The space telescope has saved most of its fuel on the journey, extending the mission

The James Webb Space Telescope (JWST) arrived at its final destination on 24 January at 7:05pm UT.

Webb is an infrared telescope with a 6.5m-wide mirror, making it the largest one ever deployed in space when it launched on 25 December 2021. A month later, it arrived at the gravitationally stable second Lagrange point (L2), located 1.5 million km from Earth. JWST fired its thrusters for five minutes to add around 1.6 metres per second to its speed. Though little more than a walking pace, this was all that was needed to put it into its final ‘halo’ orbit, moving in an ellipse around the L2 point.

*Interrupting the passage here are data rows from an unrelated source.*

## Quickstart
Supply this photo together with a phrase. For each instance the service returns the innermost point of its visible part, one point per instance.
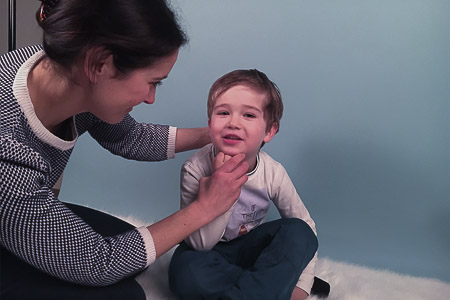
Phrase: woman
(99, 59)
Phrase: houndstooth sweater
(35, 225)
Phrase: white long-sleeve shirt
(269, 181)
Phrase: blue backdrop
(364, 137)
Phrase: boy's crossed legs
(263, 264)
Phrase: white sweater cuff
(171, 142)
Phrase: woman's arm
(191, 138)
(216, 195)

This mid-course correction burn occurred a day later than scheduled, as both the launch and previous two course corrections had been so precise that hardly a nudge was needed to achieve its final orbit. Thanks to this accuracy, Webb was able to save a huge amount of fuel that can now be used in its operational phase, potentially extending the mission by decades.

“JWST’s success is a tribute to all the folks who spent many years and even decades to ensure it,” says Bill Ochs, JWST’s project manager, who is now leading the telescope team as they spend the next five months setting it up. They had achieved the first step of establishing the high-speed data connection at the time of going to press. https://webb.nasa.gov/


Comment by Chris Lintott

There are moments in life where you stop, astonished, by what you’ve just managed to do. It could be the tennis shot that sings off the strings, or when you catch all three of the glasses falling from the kitchen cupboard!

A similar feeling of bewildered excitement fills astronomers right now. The incredible JWST team have just played the game of their lives, executing the complex and scary sequence required to unfold the telescope and get it into position. As you read this, starlight is hitting JWST’s mirrors, which are slowly being calibrated.

Because of this brilliance, it’s slowly sinking in that we really are going to get to see the early Universe and the hearts of stellar nurseries. We really are going to get all that data on nearby exoplanets. After years of anxiety, we might just need a few months to grasp that it’s really happened, that’s all.